MD was becoming increasingly unhappy in the ACC for the past three decades. It was not unknown, but they were treated as if they had no place to go. Their gross campus administrative mismanagement in the late 90's and early 2000's (not just athletic spending), combined with the arrival of the Washington Nationals and the collapse of MD Football and Basketball created a huge hole in their athletic budget that the university could not fill since they already had raised tuition and housing prices to astronomical levels but also refused to cut sports.
For me the last straws were:
1. Debbie Yow going to NC State, depriving MD from being able to blame their broader administrative problems solely on the athletic department. In the late 1970's MD did not mind when Bill Cobey became UNC's AD, despite his dad's role at MD, because everyone was friendlier.
2. The prospect of no longer being the big ACC dog in the Northeast worried MD. MD did not want Notre Dame and Penn State in the ACC with MD relegated to a northern division cut off from Duke, UNC, NC State, and Clemson. A legitimate fear.
3. System president Kirwan had become enamored with the Big 10 during his time at Ohio State. From the time he returned from Ohio State to the MD System he would wax sentimental about the B10.
4. So when the B10 offered bail out money of $30 million, Kirwan could kill several birds with one stone - he could remove MD from the perceived thumb of UNC and Duke, and NC State to a lesser degree, he could realize his B10 ideation, he could get upfront cash for UM-College Park and he had the power to ram it quickly through a pliable board while using Loh as the front man, before their rank and file supporters could organize a block to the move.
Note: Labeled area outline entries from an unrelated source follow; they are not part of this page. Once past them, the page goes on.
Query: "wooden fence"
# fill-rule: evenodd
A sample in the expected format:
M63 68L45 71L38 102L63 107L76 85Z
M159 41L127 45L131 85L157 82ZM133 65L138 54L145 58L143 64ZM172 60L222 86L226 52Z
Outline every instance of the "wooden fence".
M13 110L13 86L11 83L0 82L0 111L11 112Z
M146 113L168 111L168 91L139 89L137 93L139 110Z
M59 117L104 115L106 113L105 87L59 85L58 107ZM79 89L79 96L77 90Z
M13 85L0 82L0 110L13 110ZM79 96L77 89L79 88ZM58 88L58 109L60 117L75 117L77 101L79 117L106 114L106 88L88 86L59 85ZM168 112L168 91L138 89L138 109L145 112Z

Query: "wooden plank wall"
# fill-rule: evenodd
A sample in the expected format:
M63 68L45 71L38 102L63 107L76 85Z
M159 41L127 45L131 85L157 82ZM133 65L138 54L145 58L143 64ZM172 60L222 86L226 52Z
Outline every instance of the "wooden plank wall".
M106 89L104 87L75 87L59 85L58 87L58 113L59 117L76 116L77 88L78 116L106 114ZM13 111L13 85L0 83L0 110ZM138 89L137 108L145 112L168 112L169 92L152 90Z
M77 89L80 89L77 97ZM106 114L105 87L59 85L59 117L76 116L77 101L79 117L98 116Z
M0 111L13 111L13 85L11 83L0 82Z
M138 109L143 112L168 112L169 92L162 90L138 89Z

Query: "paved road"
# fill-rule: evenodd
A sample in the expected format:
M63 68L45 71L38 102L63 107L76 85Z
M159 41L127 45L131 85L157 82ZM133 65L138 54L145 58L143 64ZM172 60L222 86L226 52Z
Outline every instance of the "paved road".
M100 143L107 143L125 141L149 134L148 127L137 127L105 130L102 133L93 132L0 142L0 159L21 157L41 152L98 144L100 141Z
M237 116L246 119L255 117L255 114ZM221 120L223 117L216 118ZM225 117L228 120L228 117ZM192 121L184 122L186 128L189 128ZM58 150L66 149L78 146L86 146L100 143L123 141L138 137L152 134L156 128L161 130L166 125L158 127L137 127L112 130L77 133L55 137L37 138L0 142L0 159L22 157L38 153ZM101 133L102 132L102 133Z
5. They could also provide a final screwing to the ACC by tanking a deal to move PSU into the ACC.
6. I think the reason core ACC fans (State, Wake, Duke, UNC, Clemson, and UVa) are insulted is because the people who pulled the trigger at UM were in fact B10 folks - outside the family so to speak, and MD defended it's actions with a number of patently false statements related to the CIC, and to "bazillions" when the real reasons where rooted in MD's growing animosity with North Carolina, and their own horrible administrative decision for the better part of two decades.
Now, I draw my information on this from two ACC schools in a position to know what MD did or did not say (not NC State mind you because though I am an NC State fan and grad, that's not where I have had my best info contracts plus it might be a conflict).
I also have read all the emails between Kirwan and Loh that have appeared in the Washington Post, and I've been around long enough to remember when things between the ACC and MD first began to deteriorate in the early 70's.
Basically there are six key venues of information:
1. MD's point of view as told by the Washington Post and other public comments.
2. The ACC office and UNC/Duke's POV as evidenced by years of decisions made or not made.
3. VT's and WF's POV (due to their Presidents roles in the expansions and especially their relationships with ND)
4. What NC State AD Yow knows about MD
5. What Pitt's folks have and have not said on and off the record with PSU
6. What BC and FSU know but have otherwise kept their mouths shut. (Barron and DeFillipo know something that they have not yet spilled but it's ironic that Barron has now gone to PSU, isn't it? )
Anyway this is my take - it had been a rocky marriage for a long time.